Le patient présente les symptômes suivants:

  • sang visible dans l'urine (survient avant une crise de douleur, contrairement à la lithiase urinaire);
  • la douleur au bas du dos d'une part devient plus intense, au quatrième stade - douloureux, peut prendre la nature d'une colique rénale (si l'écoulement de l'urine est perturbé par une tumeur ou un caillot sanguin);
  • hypertension rénale avec crises, maux de tête provoqués par une augmentation de la production de rénine;
  • chez l'homme, en raison de la compression des veines, une varicocèle apparaît (testicule agrandi d'un côté);
  • pour les femmes, les signes de stagnation dans les veines des membres inférieurs, les vaisseaux superficiels de l'abdomen sont plus caractéristiques, ils se manifestent par des varices, une thrombophlébite, un anneau autour du nombril en forme de «tête de méduse», un œdème aux pieds et aux jambes;
  • les hémorroïdes avec saignement sont moins fréquentes;
  • les saignements contribuent à réduire la coagulation.

À la palpation en position couchée, sur le côté et debout, une formation tubéreuse, dense et inactive dans le pôle inférieur du rein est déterminée.
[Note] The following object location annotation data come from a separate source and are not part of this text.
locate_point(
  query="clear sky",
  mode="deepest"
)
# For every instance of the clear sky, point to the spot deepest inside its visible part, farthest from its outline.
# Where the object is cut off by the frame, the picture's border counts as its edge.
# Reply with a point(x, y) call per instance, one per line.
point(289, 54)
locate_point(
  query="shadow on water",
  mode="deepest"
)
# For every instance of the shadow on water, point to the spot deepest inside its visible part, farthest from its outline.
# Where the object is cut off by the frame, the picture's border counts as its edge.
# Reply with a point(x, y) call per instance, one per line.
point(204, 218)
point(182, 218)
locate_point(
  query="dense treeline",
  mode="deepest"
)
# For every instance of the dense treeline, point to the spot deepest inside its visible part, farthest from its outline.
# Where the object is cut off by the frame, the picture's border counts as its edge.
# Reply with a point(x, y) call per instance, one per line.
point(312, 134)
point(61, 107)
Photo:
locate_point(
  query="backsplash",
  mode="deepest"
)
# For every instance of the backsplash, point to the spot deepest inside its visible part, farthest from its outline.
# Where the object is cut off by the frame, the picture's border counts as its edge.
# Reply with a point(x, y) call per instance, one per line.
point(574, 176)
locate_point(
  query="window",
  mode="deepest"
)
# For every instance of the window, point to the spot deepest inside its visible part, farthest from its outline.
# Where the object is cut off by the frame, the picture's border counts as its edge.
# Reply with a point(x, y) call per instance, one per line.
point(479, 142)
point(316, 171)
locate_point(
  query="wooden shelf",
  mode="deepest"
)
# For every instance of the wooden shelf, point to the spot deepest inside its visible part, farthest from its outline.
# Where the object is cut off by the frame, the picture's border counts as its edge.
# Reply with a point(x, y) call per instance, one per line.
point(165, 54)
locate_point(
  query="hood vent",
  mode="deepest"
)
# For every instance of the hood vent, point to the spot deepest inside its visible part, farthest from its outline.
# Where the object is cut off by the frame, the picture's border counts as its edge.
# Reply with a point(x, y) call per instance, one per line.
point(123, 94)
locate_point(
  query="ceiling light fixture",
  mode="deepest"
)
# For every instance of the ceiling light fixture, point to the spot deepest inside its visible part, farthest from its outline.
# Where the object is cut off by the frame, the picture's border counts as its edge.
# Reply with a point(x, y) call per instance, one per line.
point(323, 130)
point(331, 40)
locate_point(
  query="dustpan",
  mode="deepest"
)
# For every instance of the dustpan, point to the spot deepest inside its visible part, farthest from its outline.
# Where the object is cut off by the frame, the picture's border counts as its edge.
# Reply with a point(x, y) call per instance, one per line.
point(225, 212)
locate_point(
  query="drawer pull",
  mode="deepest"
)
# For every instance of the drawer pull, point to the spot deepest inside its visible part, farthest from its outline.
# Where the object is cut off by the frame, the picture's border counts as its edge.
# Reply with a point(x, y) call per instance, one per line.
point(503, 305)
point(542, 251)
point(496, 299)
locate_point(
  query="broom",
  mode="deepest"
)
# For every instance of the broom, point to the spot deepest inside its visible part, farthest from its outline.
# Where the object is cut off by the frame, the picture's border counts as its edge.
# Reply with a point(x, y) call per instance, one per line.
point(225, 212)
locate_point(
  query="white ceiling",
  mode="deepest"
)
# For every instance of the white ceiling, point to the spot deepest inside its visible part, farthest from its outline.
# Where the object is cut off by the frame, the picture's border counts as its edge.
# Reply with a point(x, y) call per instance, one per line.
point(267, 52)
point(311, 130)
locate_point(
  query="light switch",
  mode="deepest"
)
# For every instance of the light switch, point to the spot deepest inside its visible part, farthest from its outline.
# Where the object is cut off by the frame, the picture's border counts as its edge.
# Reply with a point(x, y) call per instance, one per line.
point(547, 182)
Les veines dilatées sur les hanches et le bas des jambes offrent une clinique pour les varices

Parmi les symptômes causés par l'intoxication croissante, les plus typiques sont:

  • faiblesse générale;
  • nausées, vomissements, constipation;
  • augmentation de température prolongée jusqu'à 38 degrés, des «sauts» brusques avec des frissons sont possibles;
  • perte d'appétit;
  • perte de poids;
  • somnolence et apathie;
  • pâleur de la peau.

Avec le cancer à cellules claires, l'intoxication est causée par des produits sécrétés dans le sang par des cellules malignes. L'urine continue d'être filtrée par un rein sain. La tumeur est dans la plupart des cas unilatérale..

Parfois, les personnes âgées consultent un médecin pour une réduction du pouls, une arythmie. Cette condition dans le cancer du rein est causée par une augmentation du taux de calcium dans le sang. L'examen révèle souvent une anémie modérée (anémie), une augmentation de la vitesse de sédimentation des érythrocytes.

Le médicament agit sur les protéines tumorales qui déterminent le processus de croissance et de reproduction.

La radiothérapie est souvent utilisée comme analgésique pour ralentir la propagation du cancer..

Dans la littérature médicale, il y a des références à la virothérapie - infection d'un patient avec un virus spécial qui combat les cellules cancéreuses. La technique est encore au stade d'expériences scientifiques.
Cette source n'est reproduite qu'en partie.